L'Université Liberté, un site de réflexions, analyses et de débats avant tout, je m'engage a aucun jugement, bonne lecture, librement vôtre. Je vous convie à lire ce nouveau message. Des commentaires seraient souhaitables, notamment sur les posts référencés: à débattre, réflexions...Merci de vos lectures, et de vos analyses.

 Picasso

Sommaire:

A) - L’An 1 de la DGRIS - TTU Online du 12 janvier 2015
 
B) - Terrorisme : la justice désarmée face à l’ampleur du phénomène - le Figaro du 11 janvier 2015 par Paule Gonzalès

C) - Liban-France : même combat, même ennemi - L’Orient le Jour du 12 janvier 2015 par Nagib Aoun

D) - Réunion des ministres européens à Paris : surveillance accrue d’Internet et révision des accords de Schenghen - El Watan du 12 janvier 2015 par Nadjia Bouzeghrane

E) - La communauté internationale face au terrorisme : les pièges et les défis - El Watan du 12 janvier 2015 par Hacen Ouali
 
F) - La reprise de la zone euro sera lente et modérée - Le Monde du 12 janvier 2015 par Marie Charrel

G) - La révolution française du Big Data aura-t-elle lieu ? Le Portail de l’IE du 12 janvier 2015 par Maxime Fernandez

H) - Pourquoi l’UE n’est pas prête à faire tous les efforts contre le terrorisme - La Libre Belgique du 12 janvier 2015 sur un article de la commission européenne : « La lutte contre le terrorisme au niveau européen : présentation des actions, mesures et initiatives de la Commission européenne »
 
I) - Terrorisme, la guerre impossible - Le Point du 11 janvier 201 5 par Frédéric Thérin 

J) - Attaques de Paris : comment répondre à la menace ? - IRIS du 12 janvier 2015 par Pascal Boniface




A) - L’An 1 de la DGRIS 

Un décret adopté le 17 décembre en Conseil des ministres et publié le 2 janvier a validé la création de la Direction générale des relations internationales et de la stratégie (DGRIS) du ministère de la Défense. Trois directeurs ont été nommés : Philippe Errera, en qualité de directeur général, l’amiral Charles-Henri Du Ché, comme directeur général adjoint, et Guillaume Schlumberger, au poste de directeur général chargé de la Prospective, de la stratégie de défense et de la contre-prolifération. Succédant à la DAS, la DGRIS en conserve les grandes attributions (pilotage et coordination de l’action internationale du ministère, des travaux de prospective stratégique, de la lutte contre la prolifération et orientations en matière de contrôle des exportations de matériels de guerre), tout en se dotant de prérogatives nouvelles. Face au constat de la fragmentation des relations internationales (RI) au sein du ministère, de la dispersion et donc de doublons de ses acteurs et avec la volonté de préserver les unités opérationnelles, le ministre a souhaité mettre en place une organisation plus efficace, en appliquant ici aussi les principes de sa réforme du ministère : recentrage sur le cœur de métier et mise en cohérence de la fonction RI autour de la DGRIS. 
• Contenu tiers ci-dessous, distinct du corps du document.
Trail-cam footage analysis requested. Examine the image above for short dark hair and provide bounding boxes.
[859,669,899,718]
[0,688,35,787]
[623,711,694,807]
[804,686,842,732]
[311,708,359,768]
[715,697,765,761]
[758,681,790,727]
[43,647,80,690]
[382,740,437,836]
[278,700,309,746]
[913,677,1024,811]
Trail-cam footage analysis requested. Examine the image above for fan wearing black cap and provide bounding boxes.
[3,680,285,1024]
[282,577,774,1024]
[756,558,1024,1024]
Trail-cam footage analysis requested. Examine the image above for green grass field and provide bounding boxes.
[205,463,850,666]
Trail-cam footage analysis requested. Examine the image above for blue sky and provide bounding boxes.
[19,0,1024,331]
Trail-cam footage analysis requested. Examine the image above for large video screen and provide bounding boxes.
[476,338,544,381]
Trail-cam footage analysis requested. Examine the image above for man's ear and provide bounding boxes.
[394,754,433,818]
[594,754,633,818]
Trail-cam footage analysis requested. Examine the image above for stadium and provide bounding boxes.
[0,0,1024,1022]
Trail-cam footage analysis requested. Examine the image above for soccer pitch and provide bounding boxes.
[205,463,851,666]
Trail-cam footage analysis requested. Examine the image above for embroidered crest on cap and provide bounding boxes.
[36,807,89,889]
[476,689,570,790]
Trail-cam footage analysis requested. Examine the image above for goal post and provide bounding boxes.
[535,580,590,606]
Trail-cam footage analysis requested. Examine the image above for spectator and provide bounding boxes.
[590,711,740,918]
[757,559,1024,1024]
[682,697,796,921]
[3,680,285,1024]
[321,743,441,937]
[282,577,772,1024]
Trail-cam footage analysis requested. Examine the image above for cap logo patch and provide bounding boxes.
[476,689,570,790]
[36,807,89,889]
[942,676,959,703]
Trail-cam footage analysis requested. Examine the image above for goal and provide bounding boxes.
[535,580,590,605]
Si le CEMA conserve les RI liées aux opérations et la coopération internationale en matière de capacités, la sous-chefferie RI de l’EMA est, quant à elle, supprimée et ses missions transférées à la DGRIS. Le CEMA pourra toujours compter sur son officier général relations internationales et militaires, le général Hughes Delort-Laval, accompagné de deux généraux deux étoiles pour les coopérations bilatérales et multilatérales. La DGA conserve le soutien aux exportations (Soutex) ainsi que la coopération internationale en matière d’armement. Sa sous- direction coopération et développement européen est en revanche supprimée. Au total, une soixantaine de postes “RI” seront supprimés à la DAS, à l’EMA et à la DGA, permettant d’économiser chaque année 3,5 millions d’euros de masse salariale. Sur les 209 agents que comptera la DGRIS, la moitié seront des civils. La DGRIS devient chef de file et responsable de la mise en cohérence de la prospective et de la stratégie de défense au sein du ministère, notamment dans le cadre de la préparation et de l’actualisation des livres blancs. Sa structure est simplifiée, avec trois grands services : Europe, Amérique du Nord, action multilatérale (ONU, Otan, UE), qui récupère la Russie et sa périphérie ; puis les questions régionales (relations bilatérales avec les pays du sud) ; et enfin un service du pilotage des ressources et de l’influence internationale (RH, gestion quotidienne du programme 144...). 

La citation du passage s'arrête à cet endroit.